The book is divided into 16 sections, but Hill actually covers only 8 topics: definiteness of purpose (i.e., finding your master life purpose), accurate thinking, applied faith, fifteen major causes of failure, persistence and decisiveness, self-discipline, pleasing personality, and cosmic habit force.
Before you begin reading this book, you have to mentally prepare yourself for some old-timey writing. Hill can be long-winded and repetitive. He also tends to over-explain his points, and he talks about women in, well, the same way everyone talked about women in his time: as housewives and secretaries, barely worthy of being addressed (which is why he never bothers to use a “she” pronoun when addressing his audience, boo).
But if you can see beyond these small annoyances, you’ll find a lot of concrete and helpful suggestions for getting your mental life in order. The gist of his philosophy is that you need to focus the power of your mind on the things you want in order to achieve them. It’s very similar to the philosophy of Tony Robbins.
Whatever you can conceive and believe, the mind can achieve.Napoleon Hill
What I like best about this book is its emphasis on grit, perseverance, and hard work. I also like how Hill encourages people to focus on the things they want and not on the things they fear. As someone with a phobia list a mile long, I can appreciate this point. I also really enjoyed reading Hill’s various lists—sometimes if only for their enormous entertainment value. (I’m looking at you, “Twenty-five Traits of a Pleasing Personality”). For example:
- Nine basic human motives are love, sex, material wealth, self-preservation, freedom, personal expression and recognition, immortality or life after death, revenge, and fear.

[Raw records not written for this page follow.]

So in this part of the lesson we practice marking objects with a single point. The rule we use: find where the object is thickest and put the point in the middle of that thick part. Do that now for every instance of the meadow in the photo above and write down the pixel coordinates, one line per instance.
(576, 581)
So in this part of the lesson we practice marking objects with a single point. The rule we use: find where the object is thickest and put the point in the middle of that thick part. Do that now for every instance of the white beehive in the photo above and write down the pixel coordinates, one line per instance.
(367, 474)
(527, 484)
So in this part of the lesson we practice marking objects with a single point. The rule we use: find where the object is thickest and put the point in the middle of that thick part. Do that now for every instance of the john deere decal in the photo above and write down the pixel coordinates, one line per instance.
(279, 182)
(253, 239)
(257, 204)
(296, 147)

- Fifteen major causes of failure are purposelessness, physical deformities at birth, meddlesome curiosity in other people’s affairs, lack of major life purpose, inadequate schooling, lack of self-discipline, lack of ambition, ill health, unfavorable environmental influences during childhood, lack of persistence, negative mental attitude, lack of emotional control, the desire for something for nothing (gambling), procrastination, and giving in to fear.
- Seven basic fears are poverty, criticism, bad health, loss of love, old age, loss of liberty, and death.
- Twenty-five traits of a pleasing personality are a positive mental attitude, flexibility, a pleasing voice, a pleasing facial expression, tolerance, a sense of humor, common courtesy, the habit of going the extra mile, gracefulness, temperance, sexual magnetism (yass, queen), and the list goes on.
I found a lot to love about Success Habits. Think and Grow Rich is definitely more comprehensive and better organized, but this is still a nice introduction to Hill’s philosophies. It’s worth a look.
Big thank you to St. Martin’s Press and Net Galley for the ARC!